Electrical writable and erasable non-volatile memory cells, which can especially be used in a virtual ground NOR architecture, also include so-called charge trapping memory cells, in which, between the channel region and/or the source/drain region and the gate electrode, there is a part of the gate dielectric having a non-conducting memory layer between boundary layers for the trapping of charge carriers and thus for changing the programming state of the memory cell. Such memory cells are described for example in U.S. Pat. No. 5,768,192, U.S. Pat. No. 6,011,725 and PCT Patent Publication WO 99/60631. In these memory cells each boundary layer is an oxide and the memory layer is a nitride of the semiconductor material, usually silicon.
Charge-trapping memory cells are preferably programmed by channel hot electrons (CHE) and can be erased with hot holes from the channel region or by Fowler-Nordheim tunnels. A SONOS memory cell provided for a special operating mode with a read voltage (reverse-read) applied in the opposite direction to the programming process, having a thickness of the boundary layers matched to this operating mode, is usually designated as an NROM memory cell. Further details on this can be found in Boaz Eitan et al.: “NROM: A Novel Localized Trapping, 2-Bit Non-Volatile Memory Cell” in IEEE Electron Device Letters 21, 543–545 (2000).
The memory layer of a charge-trapping memory cell is located between a boundary layer comprising a material having a higher band gap than the band gap of the memory layer so that the charge carriers captured in the memory layer remain localized there. A nitride is preferably considered as material for the memory layer. An oxide is primarily suitable as surrounding material. As an example of such an oxide-nitride-oxide (ONO) memory layer sequence in the material system of silicon, the silicon nitride memory layer is provided with a band gap of about 5 eV. The surrounding boundary layers are silicon oxide having a band gap of about 9 eV.

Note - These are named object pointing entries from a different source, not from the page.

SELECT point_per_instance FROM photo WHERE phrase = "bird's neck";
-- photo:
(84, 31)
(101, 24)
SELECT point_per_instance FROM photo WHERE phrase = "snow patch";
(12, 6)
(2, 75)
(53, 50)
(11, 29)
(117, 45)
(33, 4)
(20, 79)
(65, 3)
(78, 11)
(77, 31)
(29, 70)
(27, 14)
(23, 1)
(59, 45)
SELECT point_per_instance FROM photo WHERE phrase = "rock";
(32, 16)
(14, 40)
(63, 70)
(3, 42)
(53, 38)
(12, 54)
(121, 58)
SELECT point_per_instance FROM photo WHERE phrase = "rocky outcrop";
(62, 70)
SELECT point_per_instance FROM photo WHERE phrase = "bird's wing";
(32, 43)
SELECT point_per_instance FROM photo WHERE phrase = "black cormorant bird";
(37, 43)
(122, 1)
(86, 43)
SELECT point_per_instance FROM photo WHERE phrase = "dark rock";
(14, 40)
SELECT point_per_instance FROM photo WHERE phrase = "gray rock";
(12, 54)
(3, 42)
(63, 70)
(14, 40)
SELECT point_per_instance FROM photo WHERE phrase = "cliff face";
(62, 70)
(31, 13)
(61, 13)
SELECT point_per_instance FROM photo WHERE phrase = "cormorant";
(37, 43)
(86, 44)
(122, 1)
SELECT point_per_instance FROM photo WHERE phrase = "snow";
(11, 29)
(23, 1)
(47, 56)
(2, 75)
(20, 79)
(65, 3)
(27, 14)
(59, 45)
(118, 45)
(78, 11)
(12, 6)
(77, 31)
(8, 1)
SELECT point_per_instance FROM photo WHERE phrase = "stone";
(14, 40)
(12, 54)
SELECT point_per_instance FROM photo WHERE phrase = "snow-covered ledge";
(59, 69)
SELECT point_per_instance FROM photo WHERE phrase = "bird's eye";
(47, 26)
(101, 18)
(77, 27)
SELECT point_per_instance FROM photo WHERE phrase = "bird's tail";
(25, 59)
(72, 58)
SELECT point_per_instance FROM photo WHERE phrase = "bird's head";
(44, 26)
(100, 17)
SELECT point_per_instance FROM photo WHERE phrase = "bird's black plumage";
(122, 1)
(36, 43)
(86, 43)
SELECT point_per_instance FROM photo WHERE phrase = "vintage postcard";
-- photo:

The memory layer can be a different material whose band gap is smaller than the band gap of the boundary layers wherein the difference of the band gaps should be as large as possible for good electrical confinement of the charge carriers. In conjunction with silicon oxide as the boundary layer, for example, tantalum oxide, hafnium silicate, titanium oxide (in the case of a stoichiometric composition TiO2), zirconium oxide (in the case of a stoichiometric composition ZrO2), aluminum oxide (in the case of a stoichiometric composition Al2O3), or intrinsically conducting (undoped) silicon can be used as the material of the memory layer.
Such a 2-bit NROM memory cell is programmed, as described for example in PCT Patent Publication WO 98/03977, such that by means of a gate voltage and a drain source voltage in the channel region of the memory cell, a vertical and a lateral electric field is produced which accelerates the electrons along the channel length. Some electrons are accelerated such that in the vicinity of the drain region where the electric field is strongest, they jump over the potential barrier and reach the nitride layer. In this way, the threshold voltage of the channel region changes, which can be detected by applying a read voltage in the reverse direction. The second bit in this memory cell is programmed by exchanging drain and source compared with the previous described programming process for writing the memory cell and thus the significant adjustment of charges into the charge-trapping layer. In this way, 2-bit information can be stored in a non-volatile memory cell, such as an NROM cell for example.
A disadvantage of this known procedure is that during incorporation of charges into the charge trapping layer on one side of such a cell, reactions are observed on the threshold voltage of the respectively other side of the memory cell. So-called crosstalk thus results. The crosstalk increases with increasing difference between the threshold voltages of the two sides of a cell.
That crosstalk may have the following influences. For reading a NROM memory cell a particular gate voltage and particular drain/source voltage is supplied to the cell. Drain and source are defined so that the desired part of the cell will be read. If no charge is stored in the charge-trapping layer a significant drain current will flow if a specific gate voltage is supplied. When a particular charge is stored in the charge-trapping layer (the nitride layer), this charge will hinder the development of a channel between source and drain and no drain current will flow at the same gate voltage or the drain current will be at least significantly lower. This behavior is viewable in a usual transfer characteristic. Programming of one side of the NROM cell can result in a modification of the transfer characteristic of the other side so that, for an example, a drain current will flow even when no charge was stored within the charge trapping layer.
As the technology is further developed, the effective channel length and thus the physical distance between the charges of both sides of a cell decreases. This results in stronger crosstalk. It can thus be reckoned that in the future there will be an increased number of errors that come about as a result of crosstalk.